A Disneyland without Children?


Picture3In this post LACE workplace learning technologies expert and start-upper, Fabrizio Cardinali, takes a look at the revamped interest on Artificial Intelligence, and how new trends such as Machine Learning, Robotic Process Automation and Cognitive Technologies are emerginging which might bring together a greater world to work and learn within, but perhaps with far less (human) workers than  smart machines around. A great Disneyland for all of us…but perhaps a Disneyland without Children left to amuse.

On May 5th 2016, TIME magazine[1] summarized the views of the world’s smartest people about the revamped interest in Artificial Intelligence, AI, a controversial topic which for a long time has had the fervent support of science fiction fans but which has never made it far beyond pilots in the real world.

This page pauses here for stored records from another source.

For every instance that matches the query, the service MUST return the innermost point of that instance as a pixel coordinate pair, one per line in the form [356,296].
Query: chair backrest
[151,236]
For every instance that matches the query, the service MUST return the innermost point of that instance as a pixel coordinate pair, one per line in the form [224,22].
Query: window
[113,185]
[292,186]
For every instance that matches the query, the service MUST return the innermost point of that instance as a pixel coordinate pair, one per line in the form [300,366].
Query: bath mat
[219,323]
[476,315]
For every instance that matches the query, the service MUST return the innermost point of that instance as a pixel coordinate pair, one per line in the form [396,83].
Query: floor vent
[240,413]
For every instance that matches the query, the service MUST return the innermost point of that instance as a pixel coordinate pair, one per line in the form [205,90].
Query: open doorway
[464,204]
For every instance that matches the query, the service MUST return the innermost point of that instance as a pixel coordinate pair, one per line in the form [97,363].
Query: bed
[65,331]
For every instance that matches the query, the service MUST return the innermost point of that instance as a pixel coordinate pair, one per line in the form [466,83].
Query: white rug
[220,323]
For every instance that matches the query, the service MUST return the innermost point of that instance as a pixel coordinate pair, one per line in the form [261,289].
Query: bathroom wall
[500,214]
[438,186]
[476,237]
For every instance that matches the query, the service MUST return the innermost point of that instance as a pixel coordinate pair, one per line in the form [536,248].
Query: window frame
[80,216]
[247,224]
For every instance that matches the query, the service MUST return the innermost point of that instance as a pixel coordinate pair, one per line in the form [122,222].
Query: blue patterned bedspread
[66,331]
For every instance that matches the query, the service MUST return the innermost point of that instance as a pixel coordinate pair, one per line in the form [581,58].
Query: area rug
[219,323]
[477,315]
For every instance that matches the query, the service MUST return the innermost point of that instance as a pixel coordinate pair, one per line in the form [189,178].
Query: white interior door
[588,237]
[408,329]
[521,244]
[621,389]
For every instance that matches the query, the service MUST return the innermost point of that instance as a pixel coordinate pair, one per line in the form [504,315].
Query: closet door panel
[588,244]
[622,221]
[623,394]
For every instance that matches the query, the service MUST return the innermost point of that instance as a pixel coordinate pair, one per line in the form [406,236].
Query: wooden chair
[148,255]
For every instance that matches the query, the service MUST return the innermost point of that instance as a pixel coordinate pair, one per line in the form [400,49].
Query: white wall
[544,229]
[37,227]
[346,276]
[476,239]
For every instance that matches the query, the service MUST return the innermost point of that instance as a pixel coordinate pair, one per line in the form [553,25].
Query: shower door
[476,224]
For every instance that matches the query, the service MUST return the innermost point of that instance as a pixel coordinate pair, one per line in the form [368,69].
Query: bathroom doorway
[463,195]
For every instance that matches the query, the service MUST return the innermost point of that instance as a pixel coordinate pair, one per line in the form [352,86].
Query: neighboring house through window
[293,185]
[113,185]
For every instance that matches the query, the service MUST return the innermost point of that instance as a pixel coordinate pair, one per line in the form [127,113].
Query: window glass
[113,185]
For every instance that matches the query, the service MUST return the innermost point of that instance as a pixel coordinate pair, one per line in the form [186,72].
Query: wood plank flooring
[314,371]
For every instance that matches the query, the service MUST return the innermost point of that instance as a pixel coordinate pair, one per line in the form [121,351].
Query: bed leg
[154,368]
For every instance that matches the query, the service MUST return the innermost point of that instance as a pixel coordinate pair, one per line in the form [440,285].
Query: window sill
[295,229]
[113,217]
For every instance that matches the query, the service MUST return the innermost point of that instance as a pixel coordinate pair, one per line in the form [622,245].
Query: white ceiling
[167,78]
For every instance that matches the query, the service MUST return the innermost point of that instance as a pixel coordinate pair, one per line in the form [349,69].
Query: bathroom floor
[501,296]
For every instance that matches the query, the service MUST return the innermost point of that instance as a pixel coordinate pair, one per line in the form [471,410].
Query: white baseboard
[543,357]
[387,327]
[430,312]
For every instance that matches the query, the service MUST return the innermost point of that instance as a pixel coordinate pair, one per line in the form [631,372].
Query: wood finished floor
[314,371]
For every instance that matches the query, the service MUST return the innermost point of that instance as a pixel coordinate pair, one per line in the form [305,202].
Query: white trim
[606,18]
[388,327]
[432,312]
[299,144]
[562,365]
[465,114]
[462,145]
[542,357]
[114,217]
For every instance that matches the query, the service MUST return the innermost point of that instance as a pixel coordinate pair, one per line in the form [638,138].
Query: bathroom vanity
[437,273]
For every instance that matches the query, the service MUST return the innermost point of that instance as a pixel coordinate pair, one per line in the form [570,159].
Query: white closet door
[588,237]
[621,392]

Amongst the supporters were Stephen Hawking, the famed 74-year-old theoretical physicist, Elon Musk, the outspoken 44-year-old entrepreneur and CEO of Tesla Motors, and Bill Gates, the 60-year-old computer software magnate and Microsoft co-founder, all of which praised the coming of computational intelligence to the cloud and at the same time cautioned us that it could potentially be “the last [event in our history], unless we learn how to avoid the risks.”

But it was Nick Bostrom, the 42-year-old director of Oxford’s Future of Humanity Institute, who took a dimmer view of the trend, warning that AI could quickly turn dark and dispose of humans, generating “economic miracles and technological awesomeness” within places of work, study and leisure, but with nobody there to benefit at the end,” like “a Disneyland without children.”

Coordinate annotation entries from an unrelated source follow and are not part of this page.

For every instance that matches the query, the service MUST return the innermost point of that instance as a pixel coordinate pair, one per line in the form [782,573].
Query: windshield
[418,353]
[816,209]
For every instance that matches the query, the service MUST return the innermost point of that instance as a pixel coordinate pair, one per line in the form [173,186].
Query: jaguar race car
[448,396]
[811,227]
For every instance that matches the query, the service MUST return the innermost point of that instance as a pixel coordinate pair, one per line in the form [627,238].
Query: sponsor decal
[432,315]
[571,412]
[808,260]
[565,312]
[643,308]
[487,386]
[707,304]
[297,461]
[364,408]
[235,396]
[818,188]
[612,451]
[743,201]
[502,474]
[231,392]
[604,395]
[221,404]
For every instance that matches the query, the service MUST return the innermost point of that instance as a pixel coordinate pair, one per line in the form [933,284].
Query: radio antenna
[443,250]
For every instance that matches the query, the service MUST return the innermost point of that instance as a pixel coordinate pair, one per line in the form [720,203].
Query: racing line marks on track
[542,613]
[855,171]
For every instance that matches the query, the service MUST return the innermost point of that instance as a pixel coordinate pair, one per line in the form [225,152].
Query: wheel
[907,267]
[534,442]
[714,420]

Whatever the outlook, if there is one prediction that we might have overlooked in 2014 at the start of LACE, the European Commission’s initiative to support the study and uptake of learning analytics, it was to add “machines” to the potential beneficiaries of the advancements we were about to promote.

During our first public policy brainstorming event at the EU parliament workshop in April 2015, we were very keen to set time on the agenda to discuss the impact of learning analytics on everyone from children to academics to adults to workforces…but machines were never mentioned…they simply fell off our radar.

Today, we have evidence that a new wave of robotic automation is reaching the workplace. And this is taking place above all through the combined forces of analytics and (machine) learning, leaving us to seriously consider if we forgot to account for something in our list of expected learning analytics outcomes.

New computers now exist that are capable of completing working  tasks whilst learning symbiotically from humans, achieving  their goalsat a fraction of the time and computing costs required from older robots. Baxter[2], the latest build of the iRobot home cleaner from inventor Rodney Brook, and Yumi[3], the latest product released by ABB, the global leader in power and automation technologies, are both commoditized robotic workers you can “employ” for less than half of the cost of a junior FTE. Also, they can work 24/7, don’t need vacation time and, a point worth mentioning to some, don’t fall under any trade union protection laws (yet).

Even beyond these, today we have smart software solutions capable of both learning the repetitive actions of humans and executing them robotically. This trend, called Robotic Process Automation (RPA) or softBOTs, demonstrates that in many applications, digital agents and assistants can not only do the work of humans, but do it faster, better and cheaper.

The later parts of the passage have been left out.